If London’s punk scene serves as the point of departure for Jean Paul Gaultier‘s spring couture collection, his heart remains in Paris. Even if there were elements that recalled Brit Punk–namely spiked mohawk hair and studded cropped leather jackets–it was only a disguise for a masterfully executed collection featuring Gaultier’s sharp couture skills. Of course, there was also that extra touch of humor that only Gaultier is capable of.

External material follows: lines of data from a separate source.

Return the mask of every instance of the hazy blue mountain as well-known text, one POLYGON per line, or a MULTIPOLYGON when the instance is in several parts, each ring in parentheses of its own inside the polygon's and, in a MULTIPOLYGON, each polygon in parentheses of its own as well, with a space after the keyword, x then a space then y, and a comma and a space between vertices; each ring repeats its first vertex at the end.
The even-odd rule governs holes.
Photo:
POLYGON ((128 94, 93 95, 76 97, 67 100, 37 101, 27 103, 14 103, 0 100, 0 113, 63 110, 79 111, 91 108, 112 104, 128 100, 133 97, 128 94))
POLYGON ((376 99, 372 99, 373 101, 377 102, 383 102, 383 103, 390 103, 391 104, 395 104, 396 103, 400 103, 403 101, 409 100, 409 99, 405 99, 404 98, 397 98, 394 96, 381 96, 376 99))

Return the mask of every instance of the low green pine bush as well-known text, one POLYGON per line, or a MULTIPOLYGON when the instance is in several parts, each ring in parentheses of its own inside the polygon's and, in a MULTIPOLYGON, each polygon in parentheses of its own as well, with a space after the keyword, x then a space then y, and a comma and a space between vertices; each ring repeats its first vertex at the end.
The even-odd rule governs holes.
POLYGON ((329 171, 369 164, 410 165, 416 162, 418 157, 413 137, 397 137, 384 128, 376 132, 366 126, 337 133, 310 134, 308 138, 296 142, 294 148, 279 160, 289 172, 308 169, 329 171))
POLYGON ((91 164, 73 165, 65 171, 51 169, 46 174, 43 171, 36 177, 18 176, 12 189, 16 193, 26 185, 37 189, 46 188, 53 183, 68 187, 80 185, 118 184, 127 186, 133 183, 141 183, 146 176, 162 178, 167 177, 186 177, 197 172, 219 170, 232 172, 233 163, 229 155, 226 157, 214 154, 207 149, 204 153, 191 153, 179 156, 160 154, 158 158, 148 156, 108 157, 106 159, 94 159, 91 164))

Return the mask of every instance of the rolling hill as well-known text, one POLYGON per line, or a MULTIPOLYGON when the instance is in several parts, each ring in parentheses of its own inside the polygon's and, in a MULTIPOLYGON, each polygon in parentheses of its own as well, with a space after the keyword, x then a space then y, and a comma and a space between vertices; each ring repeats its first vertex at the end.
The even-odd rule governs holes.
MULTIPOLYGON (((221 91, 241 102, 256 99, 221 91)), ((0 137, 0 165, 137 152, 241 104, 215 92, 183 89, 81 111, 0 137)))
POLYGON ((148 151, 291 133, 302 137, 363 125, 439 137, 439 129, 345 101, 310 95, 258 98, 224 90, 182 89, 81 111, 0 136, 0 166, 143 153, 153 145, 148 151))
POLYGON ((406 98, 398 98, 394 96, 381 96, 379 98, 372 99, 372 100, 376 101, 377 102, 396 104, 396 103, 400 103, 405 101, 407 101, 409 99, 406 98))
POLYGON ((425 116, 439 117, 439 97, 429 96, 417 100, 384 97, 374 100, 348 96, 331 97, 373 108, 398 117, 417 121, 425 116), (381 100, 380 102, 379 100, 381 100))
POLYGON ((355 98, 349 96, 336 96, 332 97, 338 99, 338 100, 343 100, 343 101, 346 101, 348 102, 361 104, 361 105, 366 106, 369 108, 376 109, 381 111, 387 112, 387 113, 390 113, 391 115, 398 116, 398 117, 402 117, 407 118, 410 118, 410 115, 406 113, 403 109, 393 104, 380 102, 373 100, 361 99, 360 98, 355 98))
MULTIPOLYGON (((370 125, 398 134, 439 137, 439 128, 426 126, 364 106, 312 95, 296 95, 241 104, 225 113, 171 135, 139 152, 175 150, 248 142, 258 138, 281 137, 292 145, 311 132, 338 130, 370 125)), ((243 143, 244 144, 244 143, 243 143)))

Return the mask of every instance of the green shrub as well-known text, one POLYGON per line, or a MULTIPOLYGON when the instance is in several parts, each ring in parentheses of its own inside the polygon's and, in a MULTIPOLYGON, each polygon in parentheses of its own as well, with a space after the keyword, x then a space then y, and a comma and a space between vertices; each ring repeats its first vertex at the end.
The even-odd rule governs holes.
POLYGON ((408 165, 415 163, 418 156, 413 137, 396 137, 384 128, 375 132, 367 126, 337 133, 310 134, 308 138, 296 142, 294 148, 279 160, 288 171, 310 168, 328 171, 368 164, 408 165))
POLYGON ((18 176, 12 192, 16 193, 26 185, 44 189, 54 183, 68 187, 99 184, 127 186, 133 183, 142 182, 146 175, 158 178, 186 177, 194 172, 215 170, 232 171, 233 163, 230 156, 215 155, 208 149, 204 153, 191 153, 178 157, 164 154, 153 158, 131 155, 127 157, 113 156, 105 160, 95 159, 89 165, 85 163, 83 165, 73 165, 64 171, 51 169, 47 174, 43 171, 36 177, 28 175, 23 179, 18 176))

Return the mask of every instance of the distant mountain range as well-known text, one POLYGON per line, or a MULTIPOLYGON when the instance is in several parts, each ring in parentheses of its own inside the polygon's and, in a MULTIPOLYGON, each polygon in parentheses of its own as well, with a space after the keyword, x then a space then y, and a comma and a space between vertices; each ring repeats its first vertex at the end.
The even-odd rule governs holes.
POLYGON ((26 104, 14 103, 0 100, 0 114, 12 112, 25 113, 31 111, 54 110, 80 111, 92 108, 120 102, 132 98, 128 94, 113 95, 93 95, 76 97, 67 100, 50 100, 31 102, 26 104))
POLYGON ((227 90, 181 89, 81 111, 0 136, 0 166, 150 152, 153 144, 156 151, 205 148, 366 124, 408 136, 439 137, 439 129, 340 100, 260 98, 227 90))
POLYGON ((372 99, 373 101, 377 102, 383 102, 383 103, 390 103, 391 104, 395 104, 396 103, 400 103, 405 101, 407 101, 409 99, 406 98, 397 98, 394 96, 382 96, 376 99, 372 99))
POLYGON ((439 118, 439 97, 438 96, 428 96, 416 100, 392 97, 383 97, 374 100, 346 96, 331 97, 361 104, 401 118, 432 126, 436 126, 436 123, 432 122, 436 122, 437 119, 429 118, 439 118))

Without any music, an announcer (a recording made by Catherine Deneuve) called out each outfit and the girls carried small number cards simulating the couture shows in the post WWII days. Each look was a punk song reference: ‘London Calling’ was a strapless smoking skirt suit with a thigh high split skirt and black fishnets; ‘Anarchy in the U.K.’ was a multicolor smoking suit embroidered with metallic sequins and leather lapels; the last look, a beaded corseted column dress was ‘Too Fast to Live, Too Young to Die.’ But no Gaultier couture show is complete without the requisite nautical outfit. This time it took the form of a long-sleeved off-the shoulder dress done in strands of white and dark navy.
By now it’s also become a Gaultier’s tradition to entertain his guests. This time a can-can dancer danced down the runway, lifting up her white skirt to reveal a print of multiple legs. We take fashion too seriously sometimes and each season Gaultier never fails to make us laugh.